Acting human resources director Leslie Jarvis said Humana, which administers the city's self-insurance fund, indicated Lexington was its only large customer that still uses a plan in which employees don't have to meet a deductible before insurance pays.
"We can address this and fix it and put the band-aid on it, but it doesn't stop the problem long term," said council member Jay McChord, who also urged the council to look at ways to reduce the preventable illnesses that make up 70 percent of most workforce illnesses.
Other possible changes could include higher premiums for smokers or the obese, and a requirement that employees use generic, mail-order prescription drugs.
Council member George Myers said it was clear smoking and obesity bring high health-care costs and the city's health-care plan needs better wellness programs to help prevent those problems.
"We need to move in that direction and move in that direction now," Myers said.
The shortfall is projected because estimated health-care costs were higher then expected.
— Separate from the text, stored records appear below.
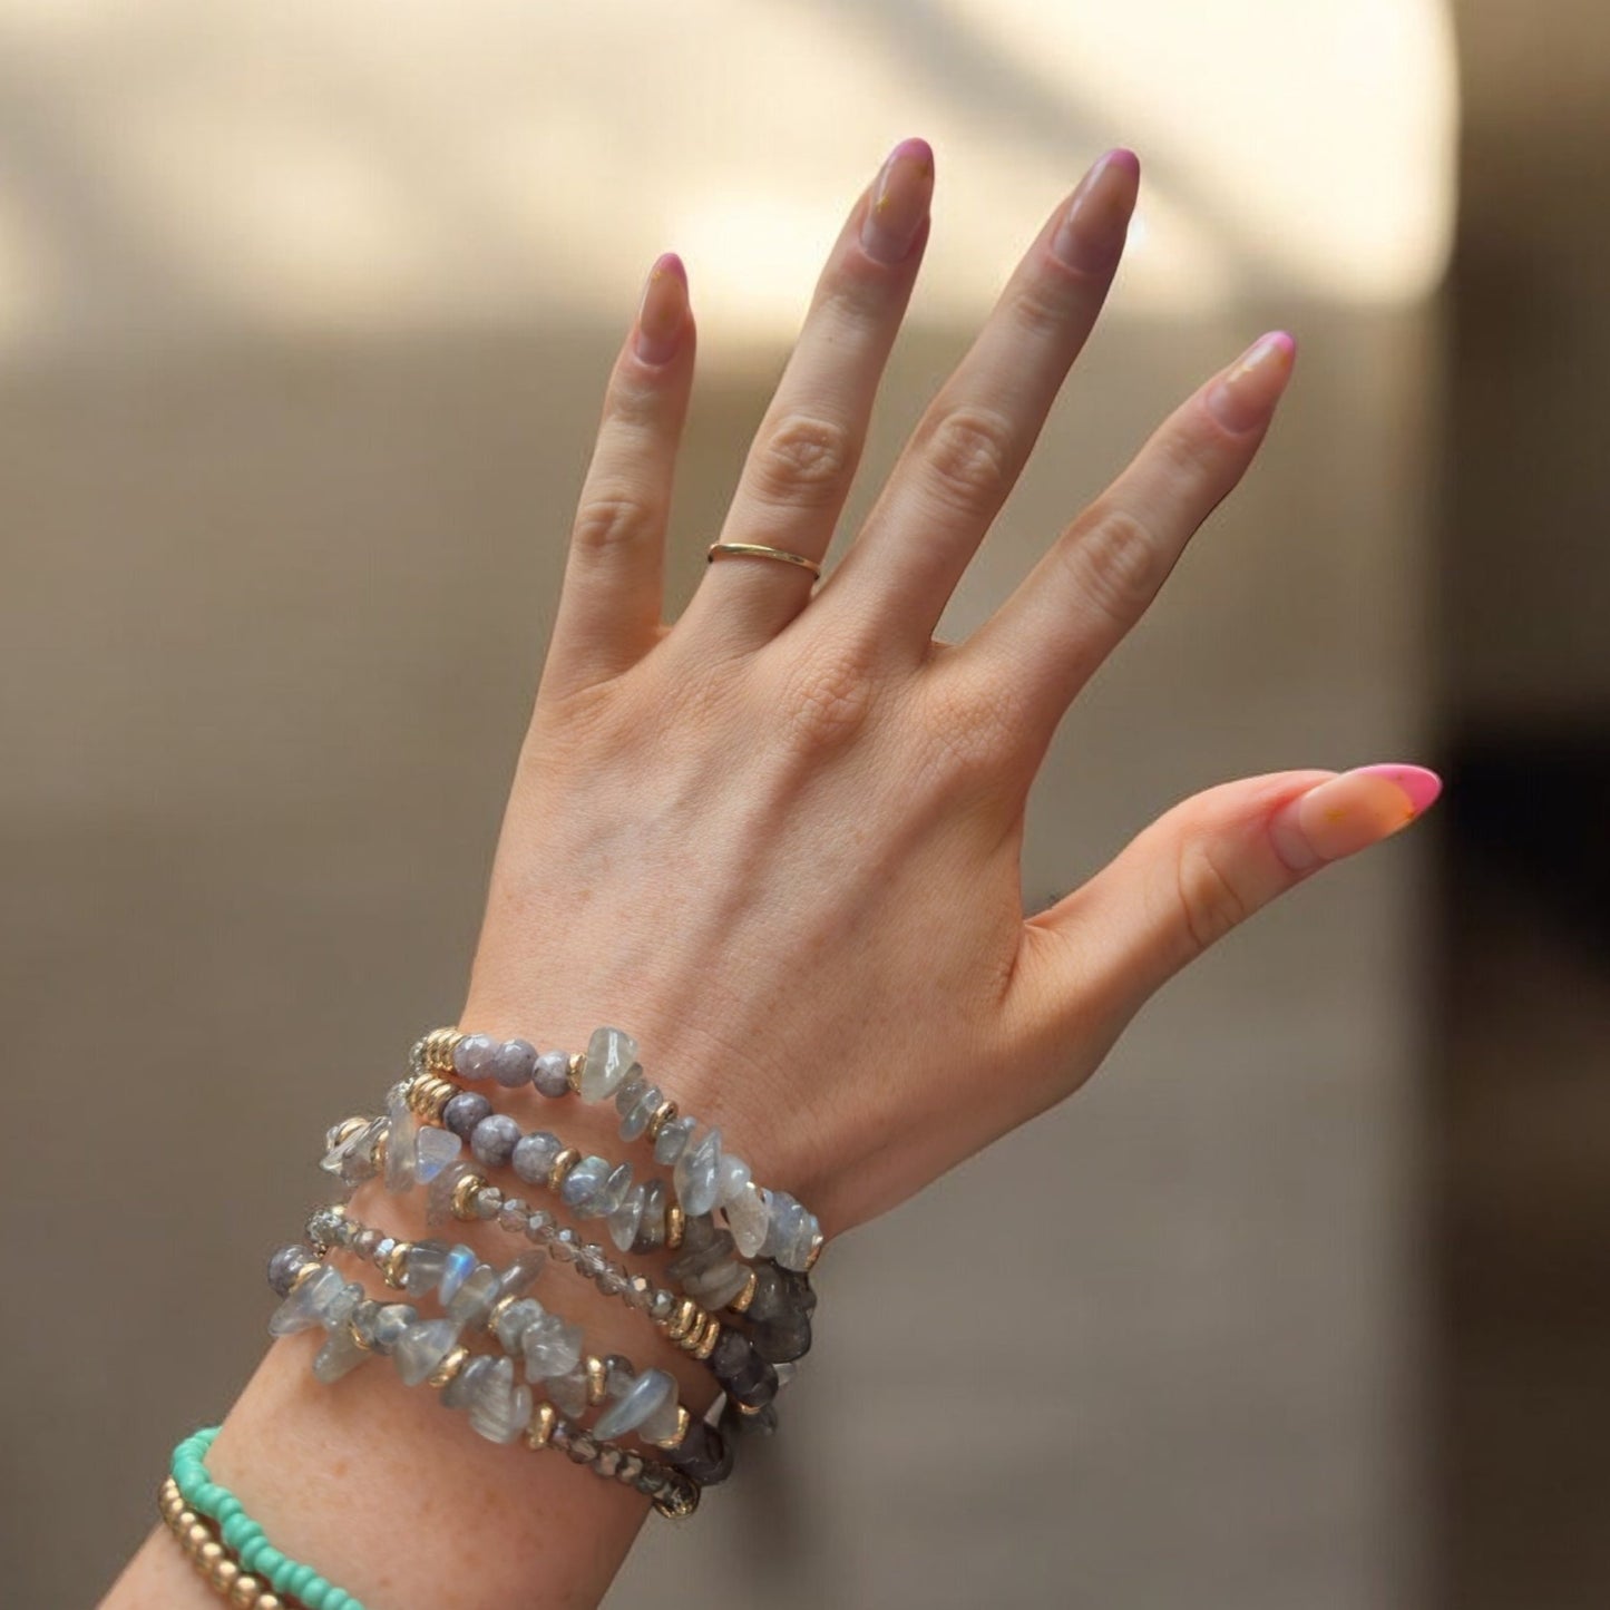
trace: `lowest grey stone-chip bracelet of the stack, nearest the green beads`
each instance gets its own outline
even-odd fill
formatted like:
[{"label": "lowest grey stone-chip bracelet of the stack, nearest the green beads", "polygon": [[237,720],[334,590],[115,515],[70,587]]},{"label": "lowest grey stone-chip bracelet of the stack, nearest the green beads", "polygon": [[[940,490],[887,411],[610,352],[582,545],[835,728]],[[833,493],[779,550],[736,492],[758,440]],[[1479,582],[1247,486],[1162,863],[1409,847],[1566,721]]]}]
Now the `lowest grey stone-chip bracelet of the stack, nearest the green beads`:
[{"label": "lowest grey stone-chip bracelet of the stack, nearest the green beads", "polygon": [[[333,1217],[340,1211],[322,1212]],[[646,1459],[599,1439],[596,1431],[570,1425],[554,1404],[533,1404],[530,1386],[515,1386],[512,1359],[470,1354],[457,1343],[451,1319],[420,1320],[411,1304],[375,1302],[357,1282],[341,1280],[311,1246],[275,1253],[269,1261],[269,1282],[285,1298],[269,1322],[274,1335],[295,1335],[316,1325],[327,1331],[328,1340],[314,1359],[319,1380],[338,1380],[369,1352],[393,1357],[406,1385],[425,1381],[440,1388],[444,1407],[469,1409],[472,1426],[488,1441],[512,1443],[523,1435],[531,1449],[560,1447],[596,1475],[642,1492],[662,1515],[691,1515],[699,1507],[699,1486],[705,1478],[721,1480],[731,1472],[731,1449],[679,1406],[675,1433],[679,1441],[663,1460]],[[618,1368],[626,1360],[615,1362]],[[607,1370],[609,1360],[604,1367]]]}]

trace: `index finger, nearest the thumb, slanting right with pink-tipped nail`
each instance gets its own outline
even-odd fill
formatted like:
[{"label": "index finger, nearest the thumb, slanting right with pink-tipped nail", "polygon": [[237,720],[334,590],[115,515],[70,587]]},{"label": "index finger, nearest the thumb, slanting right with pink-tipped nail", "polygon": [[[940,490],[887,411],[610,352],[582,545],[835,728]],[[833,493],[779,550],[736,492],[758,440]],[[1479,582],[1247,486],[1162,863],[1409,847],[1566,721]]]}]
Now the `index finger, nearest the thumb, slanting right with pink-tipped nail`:
[{"label": "index finger, nearest the thumb, slanting right with pink-tipped nail", "polygon": [[948,657],[947,675],[1011,687],[1027,760],[1038,758],[1074,696],[1246,473],[1294,357],[1290,335],[1264,335],[1175,409],[1001,609]]}]

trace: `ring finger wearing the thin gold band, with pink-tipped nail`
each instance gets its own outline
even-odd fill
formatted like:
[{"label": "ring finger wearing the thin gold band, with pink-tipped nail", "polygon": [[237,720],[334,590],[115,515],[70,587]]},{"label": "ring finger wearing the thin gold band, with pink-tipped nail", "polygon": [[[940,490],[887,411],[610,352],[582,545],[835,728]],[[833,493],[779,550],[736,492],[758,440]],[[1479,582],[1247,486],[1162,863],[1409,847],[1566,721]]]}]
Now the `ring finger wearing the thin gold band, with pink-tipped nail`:
[{"label": "ring finger wearing the thin gold band, with pink-tipped nail", "polygon": [[[823,269],[720,541],[760,543],[811,560],[826,554],[911,298],[932,193],[932,150],[926,140],[902,140],[858,198]],[[805,607],[810,591],[810,572],[795,565],[721,559],[683,620],[734,646],[758,646]]]}]

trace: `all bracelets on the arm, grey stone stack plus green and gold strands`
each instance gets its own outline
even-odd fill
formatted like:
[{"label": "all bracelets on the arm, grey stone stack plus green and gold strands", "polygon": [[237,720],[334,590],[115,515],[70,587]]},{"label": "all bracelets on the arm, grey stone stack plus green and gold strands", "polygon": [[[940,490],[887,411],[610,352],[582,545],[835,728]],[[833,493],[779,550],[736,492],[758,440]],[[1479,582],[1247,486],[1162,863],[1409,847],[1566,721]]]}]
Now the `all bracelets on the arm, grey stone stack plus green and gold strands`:
[{"label": "all bracelets on the arm, grey stone stack plus green and gold strands", "polygon": [[[621,1141],[641,1143],[670,1177],[581,1153],[547,1129],[522,1130],[488,1093],[520,1087],[555,1101],[613,1100]],[[412,1046],[382,1114],[330,1129],[320,1167],[345,1195],[317,1208],[303,1240],[280,1248],[267,1270],[280,1298],[270,1335],[324,1331],[311,1360],[319,1381],[388,1357],[404,1385],[435,1386],[488,1441],[557,1449],[673,1517],[692,1513],[704,1488],[726,1480],[739,1438],[774,1430],[778,1391],[811,1344],[821,1227],[794,1196],[758,1185],[718,1129],[700,1133],[650,1084],[620,1029],[596,1030],[578,1053],[433,1029]],[[514,1243],[507,1261],[361,1224],[348,1198],[377,1177],[391,1193],[423,1193],[431,1227],[496,1225]],[[675,1257],[660,1277],[633,1270],[562,1216],[602,1220],[617,1253]],[[356,1278],[364,1265],[398,1301],[370,1294]],[[657,1335],[704,1365],[720,1386],[708,1414],[679,1402],[670,1370],[591,1351],[564,1314],[572,1288],[555,1267],[639,1312],[650,1341]],[[232,1605],[362,1610],[287,1560],[211,1481],[203,1459],[214,1435],[198,1431],[174,1451],[159,1492],[161,1515],[201,1576]]]}]

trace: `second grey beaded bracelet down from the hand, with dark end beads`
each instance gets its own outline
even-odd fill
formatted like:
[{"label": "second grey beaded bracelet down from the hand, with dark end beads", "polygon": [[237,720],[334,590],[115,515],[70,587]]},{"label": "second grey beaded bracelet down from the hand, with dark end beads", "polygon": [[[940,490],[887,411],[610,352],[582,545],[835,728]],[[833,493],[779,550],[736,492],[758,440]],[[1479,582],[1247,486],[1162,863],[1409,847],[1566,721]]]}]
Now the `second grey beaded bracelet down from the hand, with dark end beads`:
[{"label": "second grey beaded bracelet down from the hand, with dark end beads", "polygon": [[457,1090],[433,1074],[415,1074],[404,1085],[404,1100],[417,1116],[467,1141],[485,1167],[507,1166],[526,1185],[554,1191],[578,1219],[604,1219],[620,1251],[679,1249],[667,1275],[707,1309],[744,1315],[755,1349],[768,1362],[792,1364],[810,1351],[816,1307],[810,1277],[771,1257],[750,1264],[731,1230],[718,1228],[712,1212],[687,1214],[668,1201],[662,1180],[633,1185],[630,1162],[581,1156],[551,1130],[522,1133],[480,1092]]}]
City officials said they had expected costs to go down after Lexington stopped providing insurance to several related agencies, including the Lexington-Fayette County Health Department.
Instead, the $26.8 million budgeted for health care is well below the estimated $34 million it will cost in 2011 based on first quarter projections. City officials said several serious illnesses among employees in recent months had inflated costs.
Council members did not discuss ways to possibly fill the $7.2 million shortfall, but they did vote to invite state personnel officials to attend a future council meeting to discuss health care.